Accelerating Policy Gradient by Estimating Value Function from Prior Computation in Deep Reinforcement Learning

TL;DR

This paper proposes a method to improve sample efficiency in policy gradient reinforcement learning by leveraging prior computed value functions, combining them with learned estimates to reduce variance and accelerate training.

Contribution

It introduces a novel approach to incorporate prior value estimates into policy gradient methods, enhancing sample efficiency and performance in reinforcement learning tasks.

Findings

Prior value estimates improve sample efficiency.

Combining prior and learned value functions reduces gradient variance.

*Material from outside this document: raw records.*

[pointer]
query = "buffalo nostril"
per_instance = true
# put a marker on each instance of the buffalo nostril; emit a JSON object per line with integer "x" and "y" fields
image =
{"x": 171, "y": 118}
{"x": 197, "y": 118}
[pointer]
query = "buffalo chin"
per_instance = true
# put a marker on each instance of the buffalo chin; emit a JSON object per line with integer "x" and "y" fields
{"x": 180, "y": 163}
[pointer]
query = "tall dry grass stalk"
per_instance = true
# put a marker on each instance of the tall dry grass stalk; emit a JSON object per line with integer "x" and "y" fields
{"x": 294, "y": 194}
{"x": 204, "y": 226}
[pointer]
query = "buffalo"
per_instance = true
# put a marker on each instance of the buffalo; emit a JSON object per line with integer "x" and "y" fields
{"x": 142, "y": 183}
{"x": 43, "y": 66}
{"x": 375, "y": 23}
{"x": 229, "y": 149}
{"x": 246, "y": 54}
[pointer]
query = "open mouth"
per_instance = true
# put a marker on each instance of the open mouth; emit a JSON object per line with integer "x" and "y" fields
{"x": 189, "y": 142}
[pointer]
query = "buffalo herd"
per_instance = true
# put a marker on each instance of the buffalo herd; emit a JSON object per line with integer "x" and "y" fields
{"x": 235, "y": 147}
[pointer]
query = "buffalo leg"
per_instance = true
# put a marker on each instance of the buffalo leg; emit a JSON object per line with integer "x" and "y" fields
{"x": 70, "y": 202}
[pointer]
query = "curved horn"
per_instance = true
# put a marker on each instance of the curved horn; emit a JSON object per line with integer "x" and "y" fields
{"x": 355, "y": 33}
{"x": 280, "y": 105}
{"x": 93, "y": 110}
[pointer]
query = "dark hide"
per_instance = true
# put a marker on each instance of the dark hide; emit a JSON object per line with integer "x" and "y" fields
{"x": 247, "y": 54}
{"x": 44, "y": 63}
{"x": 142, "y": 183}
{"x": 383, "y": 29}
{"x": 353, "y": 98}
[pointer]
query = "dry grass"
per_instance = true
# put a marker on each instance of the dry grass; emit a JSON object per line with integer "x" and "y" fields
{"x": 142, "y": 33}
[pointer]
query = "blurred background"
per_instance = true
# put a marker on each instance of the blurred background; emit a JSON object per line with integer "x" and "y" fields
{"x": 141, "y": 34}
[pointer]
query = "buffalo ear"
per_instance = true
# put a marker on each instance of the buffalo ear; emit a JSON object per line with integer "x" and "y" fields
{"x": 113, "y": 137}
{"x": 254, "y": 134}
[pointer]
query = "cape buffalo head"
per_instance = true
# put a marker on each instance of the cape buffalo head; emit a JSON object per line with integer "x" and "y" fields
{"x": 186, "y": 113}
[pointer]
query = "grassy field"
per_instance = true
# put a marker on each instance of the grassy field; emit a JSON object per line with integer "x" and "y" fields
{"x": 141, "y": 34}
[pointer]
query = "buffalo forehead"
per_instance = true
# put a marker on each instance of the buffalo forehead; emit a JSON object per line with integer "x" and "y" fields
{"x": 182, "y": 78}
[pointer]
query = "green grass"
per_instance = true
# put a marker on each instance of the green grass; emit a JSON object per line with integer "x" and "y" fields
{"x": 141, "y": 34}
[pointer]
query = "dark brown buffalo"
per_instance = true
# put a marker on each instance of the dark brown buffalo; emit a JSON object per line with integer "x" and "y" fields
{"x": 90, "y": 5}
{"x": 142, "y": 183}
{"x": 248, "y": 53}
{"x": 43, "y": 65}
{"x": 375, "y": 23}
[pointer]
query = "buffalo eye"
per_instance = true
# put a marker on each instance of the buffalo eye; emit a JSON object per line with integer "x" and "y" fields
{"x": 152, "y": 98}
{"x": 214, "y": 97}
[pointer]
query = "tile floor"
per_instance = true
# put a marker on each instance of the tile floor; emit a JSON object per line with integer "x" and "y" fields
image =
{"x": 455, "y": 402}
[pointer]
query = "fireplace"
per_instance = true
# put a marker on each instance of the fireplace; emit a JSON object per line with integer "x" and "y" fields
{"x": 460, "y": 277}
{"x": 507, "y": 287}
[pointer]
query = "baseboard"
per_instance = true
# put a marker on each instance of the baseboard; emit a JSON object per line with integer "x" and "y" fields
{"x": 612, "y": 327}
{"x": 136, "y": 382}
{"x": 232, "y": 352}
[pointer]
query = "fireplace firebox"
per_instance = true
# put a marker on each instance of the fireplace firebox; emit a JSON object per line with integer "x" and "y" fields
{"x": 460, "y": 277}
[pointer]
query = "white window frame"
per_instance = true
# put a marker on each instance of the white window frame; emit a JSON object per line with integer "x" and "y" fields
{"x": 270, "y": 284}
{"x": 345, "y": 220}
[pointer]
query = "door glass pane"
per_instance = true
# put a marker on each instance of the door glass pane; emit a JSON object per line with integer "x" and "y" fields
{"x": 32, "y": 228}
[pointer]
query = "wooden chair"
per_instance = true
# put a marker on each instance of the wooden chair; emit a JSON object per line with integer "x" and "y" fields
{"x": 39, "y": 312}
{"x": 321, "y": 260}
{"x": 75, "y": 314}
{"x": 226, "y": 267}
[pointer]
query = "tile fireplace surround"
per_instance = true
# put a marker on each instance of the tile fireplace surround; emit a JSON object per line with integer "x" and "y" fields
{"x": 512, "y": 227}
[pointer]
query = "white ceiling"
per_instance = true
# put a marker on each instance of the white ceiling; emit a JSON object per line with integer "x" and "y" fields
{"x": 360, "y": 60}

Method outperforms baseline in multiple RL environments.

Abstract

This paper investigates the use of prior computation to estimate the value function to improve sample efficiency in on-policy policy gradient methods in reinforcement learning. Our approach is to estimate the value function from prior computations, such as from the Q-network learned in DQN or the value function trained for different but related environments. In particular, we learn a new value function for the target task while combining it with a value estimate from the prior computation. Finally, the resulting value function is used as a baseline in the policy gradient method. This use of a baseline has the theoretical property of reducing variance in gradient computation and thus improving sample efficiency. The experiments show the successful use of prior value estimates in various settings and improved sample efficiency in several tasks.